ROW_NUMBER() — Unique Row Numbering

ROW_NUMBER() assigns a unique sequential integer to each row within a window partition. No ties — every row gets a different number, even if rows are identical. It's the foundation of deduplication, pagination, and top-N queries.


Basic syntax

-- Syntax:
-- ROW_NUMBER() OVER (
--     PARTITION BY partition_col   -- reset counter for each group (optional)
--     ORDER BY     sort_col        -- determines which row gets number 1
-- )

The simplest possible use — number every order by date:

SELECT
    order_id,
    customer_id,
    created_at,
    status,
    ROW_NUMBER() OVER (ORDER BY created_at) AS rn
FROM orders;

Every row gets a unique number 1, 2, 3… ordered by created_at. If two orders have identical timestamps, the tie is broken arbitrarily (but consistently within a single query execution).

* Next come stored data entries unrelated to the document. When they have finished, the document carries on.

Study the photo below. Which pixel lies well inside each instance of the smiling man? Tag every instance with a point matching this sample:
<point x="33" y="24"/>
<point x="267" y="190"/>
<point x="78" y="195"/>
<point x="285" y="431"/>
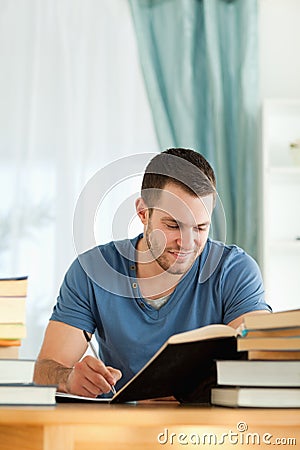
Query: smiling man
<point x="137" y="292"/>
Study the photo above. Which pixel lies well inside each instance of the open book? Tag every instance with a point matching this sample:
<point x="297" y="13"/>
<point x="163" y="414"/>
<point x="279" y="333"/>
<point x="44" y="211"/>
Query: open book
<point x="184" y="367"/>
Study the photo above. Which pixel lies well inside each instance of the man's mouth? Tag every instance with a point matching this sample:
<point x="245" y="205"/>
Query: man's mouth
<point x="178" y="254"/>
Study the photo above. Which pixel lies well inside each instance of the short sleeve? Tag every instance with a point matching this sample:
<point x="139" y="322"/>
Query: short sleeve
<point x="73" y="305"/>
<point x="241" y="286"/>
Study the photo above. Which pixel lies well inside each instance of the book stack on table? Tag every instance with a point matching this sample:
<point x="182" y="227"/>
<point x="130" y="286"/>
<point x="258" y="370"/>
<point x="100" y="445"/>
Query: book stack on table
<point x="17" y="387"/>
<point x="13" y="293"/>
<point x="271" y="375"/>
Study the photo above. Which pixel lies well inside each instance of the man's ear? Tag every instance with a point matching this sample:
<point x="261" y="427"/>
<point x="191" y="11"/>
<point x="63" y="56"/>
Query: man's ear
<point x="142" y="210"/>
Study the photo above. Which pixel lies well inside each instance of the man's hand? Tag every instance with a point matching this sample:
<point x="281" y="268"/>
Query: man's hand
<point x="62" y="364"/>
<point x="90" y="377"/>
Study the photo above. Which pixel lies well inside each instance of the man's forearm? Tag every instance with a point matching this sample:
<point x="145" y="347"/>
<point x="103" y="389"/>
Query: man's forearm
<point x="48" y="371"/>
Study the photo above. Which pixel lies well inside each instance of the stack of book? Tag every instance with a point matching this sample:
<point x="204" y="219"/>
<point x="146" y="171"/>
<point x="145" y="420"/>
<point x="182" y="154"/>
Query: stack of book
<point x="270" y="377"/>
<point x="13" y="292"/>
<point x="17" y="388"/>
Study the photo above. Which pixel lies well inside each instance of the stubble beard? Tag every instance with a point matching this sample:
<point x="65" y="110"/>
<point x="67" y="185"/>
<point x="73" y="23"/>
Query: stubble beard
<point x="163" y="261"/>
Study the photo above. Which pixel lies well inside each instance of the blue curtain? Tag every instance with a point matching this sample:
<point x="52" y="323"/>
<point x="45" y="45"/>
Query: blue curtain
<point x="200" y="63"/>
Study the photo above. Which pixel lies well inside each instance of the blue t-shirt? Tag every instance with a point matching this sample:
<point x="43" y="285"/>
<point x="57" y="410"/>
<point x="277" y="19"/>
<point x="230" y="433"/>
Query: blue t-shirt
<point x="100" y="293"/>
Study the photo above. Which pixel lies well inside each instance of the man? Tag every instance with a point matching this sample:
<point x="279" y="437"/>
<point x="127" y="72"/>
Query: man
<point x="136" y="293"/>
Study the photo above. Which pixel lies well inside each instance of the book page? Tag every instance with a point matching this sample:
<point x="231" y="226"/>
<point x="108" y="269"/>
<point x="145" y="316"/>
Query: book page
<point x="207" y="332"/>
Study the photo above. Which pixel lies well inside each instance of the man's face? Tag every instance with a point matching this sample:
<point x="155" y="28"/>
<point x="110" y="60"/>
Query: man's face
<point x="178" y="228"/>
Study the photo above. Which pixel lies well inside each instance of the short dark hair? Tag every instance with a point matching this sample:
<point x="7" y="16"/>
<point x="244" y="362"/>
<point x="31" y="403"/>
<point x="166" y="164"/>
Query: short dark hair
<point x="183" y="167"/>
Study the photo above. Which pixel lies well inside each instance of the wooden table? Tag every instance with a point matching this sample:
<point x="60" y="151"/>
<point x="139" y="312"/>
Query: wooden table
<point x="146" y="426"/>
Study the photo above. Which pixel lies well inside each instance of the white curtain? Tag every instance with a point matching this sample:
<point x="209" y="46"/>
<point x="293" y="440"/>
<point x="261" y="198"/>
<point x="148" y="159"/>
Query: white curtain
<point x="72" y="99"/>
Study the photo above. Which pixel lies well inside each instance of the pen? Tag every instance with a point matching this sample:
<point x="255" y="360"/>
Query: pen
<point x="90" y="344"/>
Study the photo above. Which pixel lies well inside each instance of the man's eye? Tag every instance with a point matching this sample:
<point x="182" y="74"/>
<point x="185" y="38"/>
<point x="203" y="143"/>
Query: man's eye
<point x="172" y="226"/>
<point x="203" y="228"/>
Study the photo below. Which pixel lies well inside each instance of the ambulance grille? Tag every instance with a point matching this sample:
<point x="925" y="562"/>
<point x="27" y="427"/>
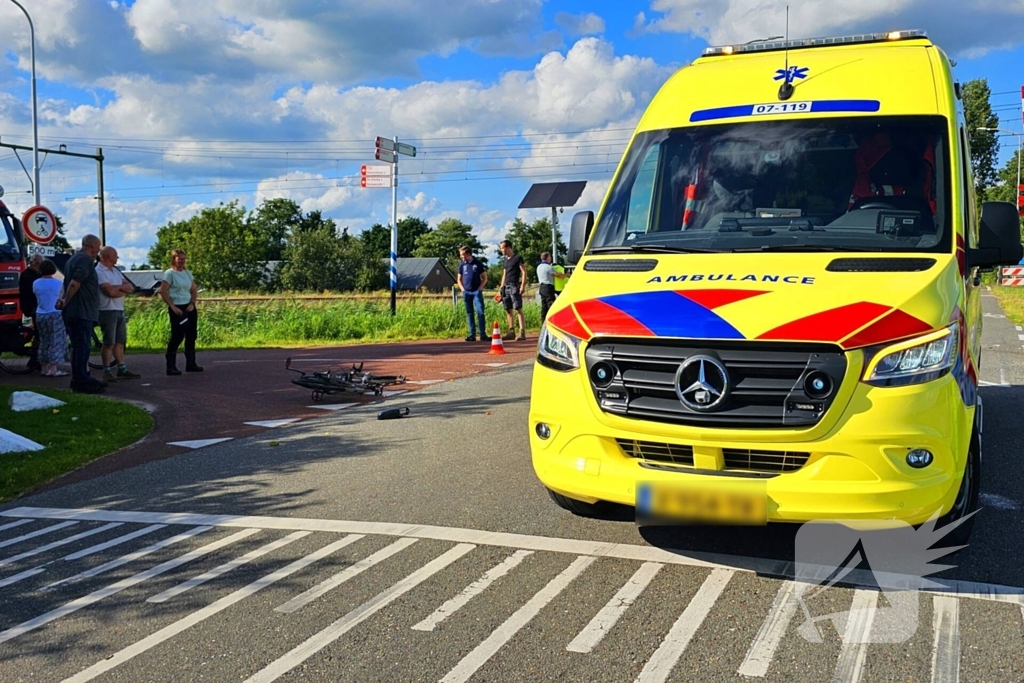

PARTITION BY — resetting the counter per group

Add PARTITION BY to number rows independently within each group:

-- Number each customer's orders chronologically
SELECT
    o.order_id,
    c.name         AS customer,
    o.created_at,
    o.status,
    ROW_NUMBER() OVER (
        PARTITION BY o.customer_id
        ORDER BY o.created_at
    ) AS order_num
FROM orders o
JOIN customers c ON c.customer_id = o.customer_id
ORDER BY c.name, order_num;

Customer 1's orders get numbers 1, 2, 3… Customer 2's orders independently get 1, 2, 3… The counter resets at each partition boundary.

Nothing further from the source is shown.